Lal Krishna Advani is trapped inside an image. In the art works of professional demonologists, it is an image incompatible with the drawing room aesthetics of left-liberal India.

So, many variations of Advani continue to dominate and divide Indian politics. The nationalist who borrows his rhetorical wares from the black markets of mythology to win his argument with the present. The aggrieved Hindu who never stops returning to the imaginary sites of cultural vandalism.

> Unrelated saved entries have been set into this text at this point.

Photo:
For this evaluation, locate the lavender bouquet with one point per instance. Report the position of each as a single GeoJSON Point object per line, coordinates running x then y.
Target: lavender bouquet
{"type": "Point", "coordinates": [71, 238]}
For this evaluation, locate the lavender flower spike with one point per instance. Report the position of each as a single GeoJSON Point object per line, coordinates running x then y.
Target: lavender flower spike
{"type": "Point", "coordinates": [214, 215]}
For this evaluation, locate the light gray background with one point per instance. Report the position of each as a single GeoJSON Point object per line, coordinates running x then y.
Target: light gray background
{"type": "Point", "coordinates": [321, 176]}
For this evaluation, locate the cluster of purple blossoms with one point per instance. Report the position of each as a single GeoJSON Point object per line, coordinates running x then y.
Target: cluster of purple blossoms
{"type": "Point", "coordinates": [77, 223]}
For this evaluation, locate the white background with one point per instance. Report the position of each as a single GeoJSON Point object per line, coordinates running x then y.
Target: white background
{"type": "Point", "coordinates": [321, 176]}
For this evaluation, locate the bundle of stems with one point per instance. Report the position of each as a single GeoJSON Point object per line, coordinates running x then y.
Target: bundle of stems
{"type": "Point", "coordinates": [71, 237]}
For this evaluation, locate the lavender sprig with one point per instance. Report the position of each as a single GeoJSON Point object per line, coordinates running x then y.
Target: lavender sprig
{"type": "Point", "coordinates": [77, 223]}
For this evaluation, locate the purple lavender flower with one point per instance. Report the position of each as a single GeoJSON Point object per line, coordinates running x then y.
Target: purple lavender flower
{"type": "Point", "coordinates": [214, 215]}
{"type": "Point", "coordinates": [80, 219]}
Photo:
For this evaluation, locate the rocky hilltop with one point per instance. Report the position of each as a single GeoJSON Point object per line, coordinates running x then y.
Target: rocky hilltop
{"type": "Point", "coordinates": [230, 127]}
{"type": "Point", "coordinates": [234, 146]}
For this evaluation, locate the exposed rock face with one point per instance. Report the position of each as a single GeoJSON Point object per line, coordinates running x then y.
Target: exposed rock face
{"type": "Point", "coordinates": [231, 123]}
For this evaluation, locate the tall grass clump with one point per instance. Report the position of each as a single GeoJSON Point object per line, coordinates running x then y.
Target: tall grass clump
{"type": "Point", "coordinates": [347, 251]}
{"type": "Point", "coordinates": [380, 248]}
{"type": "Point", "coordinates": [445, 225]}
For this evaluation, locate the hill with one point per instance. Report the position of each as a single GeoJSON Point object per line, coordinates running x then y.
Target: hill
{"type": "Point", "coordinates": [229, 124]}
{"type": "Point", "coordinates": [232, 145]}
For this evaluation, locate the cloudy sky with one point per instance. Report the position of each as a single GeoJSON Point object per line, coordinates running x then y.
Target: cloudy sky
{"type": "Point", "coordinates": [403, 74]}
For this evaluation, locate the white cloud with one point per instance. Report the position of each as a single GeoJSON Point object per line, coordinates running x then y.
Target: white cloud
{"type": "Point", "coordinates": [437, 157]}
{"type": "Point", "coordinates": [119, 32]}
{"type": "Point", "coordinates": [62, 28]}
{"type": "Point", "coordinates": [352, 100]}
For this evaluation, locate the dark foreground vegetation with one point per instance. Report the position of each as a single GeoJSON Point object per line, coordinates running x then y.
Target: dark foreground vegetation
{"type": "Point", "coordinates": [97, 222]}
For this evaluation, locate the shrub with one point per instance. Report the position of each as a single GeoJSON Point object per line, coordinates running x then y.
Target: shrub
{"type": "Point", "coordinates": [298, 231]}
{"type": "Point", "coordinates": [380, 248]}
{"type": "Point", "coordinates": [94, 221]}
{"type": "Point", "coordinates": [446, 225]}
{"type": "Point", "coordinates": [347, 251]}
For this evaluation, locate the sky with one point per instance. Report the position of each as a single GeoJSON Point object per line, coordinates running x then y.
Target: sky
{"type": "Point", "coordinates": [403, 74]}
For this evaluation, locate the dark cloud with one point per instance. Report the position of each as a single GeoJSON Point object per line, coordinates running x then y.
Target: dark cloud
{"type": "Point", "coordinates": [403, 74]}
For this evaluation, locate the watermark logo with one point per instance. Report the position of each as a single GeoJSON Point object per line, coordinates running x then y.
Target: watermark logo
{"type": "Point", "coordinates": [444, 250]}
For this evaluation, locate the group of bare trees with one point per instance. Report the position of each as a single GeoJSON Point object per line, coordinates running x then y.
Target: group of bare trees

The divisive mobiliser on the right whose lasting legacy is as a catalyst to the demolition of India’s secular edifice. The man who has sought the true meaning of genuine secularism, as against pseudo-secularism, at the mausoleum of the founder of an Islamic Republic. The hawk who pretends to have a heart. Post-Ayodhya, Advani has never been painted in pastels.
This project in demonisation by the self-righteous majority has not bothered him. That is what he says when you meet him at 30 Prithviraj Road, his official residence.

Well, as he walks into the drawing room, which is a pictorial celebration of his family values, you can’t miss, in spite of that avuncular affability, the confidence of a man who has already won the argument.

And he looks relieved: at last he has become the narrator of his life story. Perhaps, he has been waiting for this moment: Advani redeemed by himself. My Country, My Life (Rupa & Co., 980pp, Rs 595) is the memoirs of a political leader whose life runs parallel to the spasmodic evolution of independent India. It is the testament of one of India’s most misunderstood politicians—and the one who could be the next prime minister.

His first encounter with the idea of the nation happened when he, at 14, walked from a tennis ground to an RSS shakha in Karachi. A matriculate from the city’s St Patrick’s High School for Boys, he enjoyed books, movies and cricket. And for this English speaking, middle-class boy whose second language was Latin, enlisting as a swayamsevak was not a cultural rebellion.
He joined the RSS on June 20, 1942. “From that day till now, for 65 long years, I have remained a devoted, committed and proud swayamsevak of the Sangh.”

And it was Karachi that set the stage for another life-transforming encounter. Every Sunday evening in his last three years in the city, he would go to the Ramakrishna Mission Ashram to listen to Swami Ranganathananda’s discourses on religion and politics.

Their last conversation was about Partition and the role of Jinnah. “Swamiji, in particular, lauded Jinnah’s historic speech in the Constituent Assembly of Pakistan on August 11, 1947 and said, “The true exposition of the meaning of secularism can be found in this speech.” In a subconscious way, this last conversation with Swamiji was to play a decisive contributory role in my own remarks about Jinnah when I went to Pakistan in May-June 2005.”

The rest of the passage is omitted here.